The recent article by Manduchi et al. (1) reported no evidence of enterovirus (EV) RNA in the pancreas of autoantibody-positive organ donors with or without type 1 diabetes from the Human Pancreas Analysis Program (HPAP) repository. Building on these results, the authors conclude that persistent EV infections may not drive type 1 diabetes pathogenesis. We respectfully argue that this conclusion dismisses the technical limitations of their work and the available body of evidence supporting the opposite scenario.
First, Manduchi et al. (1) used RNA sequencing (RNA-seq) to detect EV RNA, but RNA-seq lacks sensitivity to identify the low-grade presence of EV that is repeatedly detected in the pancreas of donors with type 1 diabetes. A recent study (2) demonstrated that RNA-seq yields negative results even when RT-qPCR run in parallel detects EV RNA. These observations were made using the same donor tissue samples, replicated in two different laboratories, and confirmed by sequencing. Sensitivity is key, and even RT-qPCR protocols need to be carefully optimized to this end. Thus, the conclusions in the present study might have differed if RT-qPCR had been included.
Second, in the face of this technical shortcoming, the authors attempted to validate RNA-seq sensitivity by infecting HeLa cells in vitro at a low multiplicity of infection. However, this approach is not directly comparable to in vivo conditions: HeLa cells are not β-cells, and EV replication in vitro spreads much more rapidly and uniformly than in the human pancreas, even at a low multiplicity of infection (3). Moreover, RNA degradation in donor pancreas samples is greater than that in cultured cell lines.
Third, some caveats also apply to the cases of the 11 autoantibody-positive individuals analyzed, who may not be representative of progressive autoimmunity. They were all adolescents or adults (median age 21 years), they were mostly (9/11) positive for a single anti-GAD autoantibody, and at least three of them (including an individual who was double autoantibody positive) carried a protective HLA haplotype (DQB1*06:02 or DQB1*03:01 in combination with a neutral or protective haplotype). This information is not provided in the article, and it does aid in contextualizing the results.
Last, several other lines of evidence using diverse technologies, e.g., immunostaining (4), fluorescence in situ hybridization (5), and virus growth in cell culture, point to EV presence in the pancreas of donors with type 1 diabetes (6).

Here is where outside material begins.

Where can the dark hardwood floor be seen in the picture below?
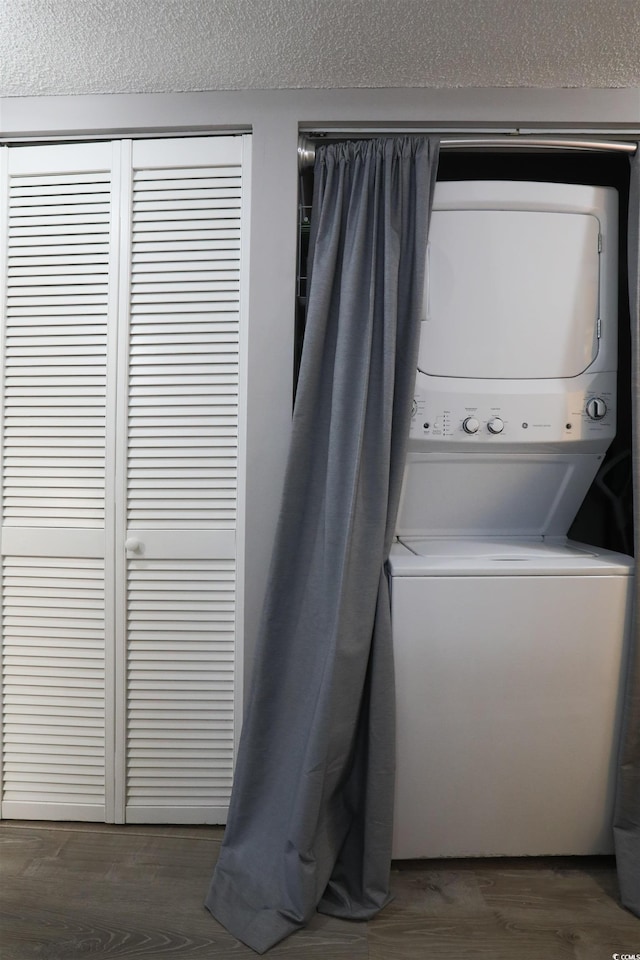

Moreover, the The Environmental Determinants of Diabetes in the Young (TEDDY) study analyzed longitudinal samples from well-characterized at-risk living individuals and provided strong evidence for the association between islet autoimmunity and persistent or recurrent EV infections (7).
In conclusion, while publishing negative findings remains important, such findings should be particularly well supported to avoid misleading conclusions about a so-called lack of evidence, especially in the context of multiple previous reports containing such evidence. A comprehensive strategy covering multiple detection methods of appropriate sensitivity as well as consideration of virus-host interactions is indispensable to fully elucidate the relationship between EV infection and islet autoimmunity.
Article Information
Funding. Work in the laboratories of H.H. and R.M. is supported by EU H2023 grant 101137457 (ENT1DEP).
Duality of Interest. H.H. is a board member and stock owner in Vactech, Ltd., which develops vaccines against picornaviruses and licenses coxsackievirus B vaccine–related intellectual property rights to Provention Bio, Inc. H.H. and A.P. have served on the scientific advisory board of Provention Bio, Inc. (acquired by Sanofi in 2023). R.M. received research funding from Provention Bio, Inc. No other potential conflicts of interest relevant to this article were reported.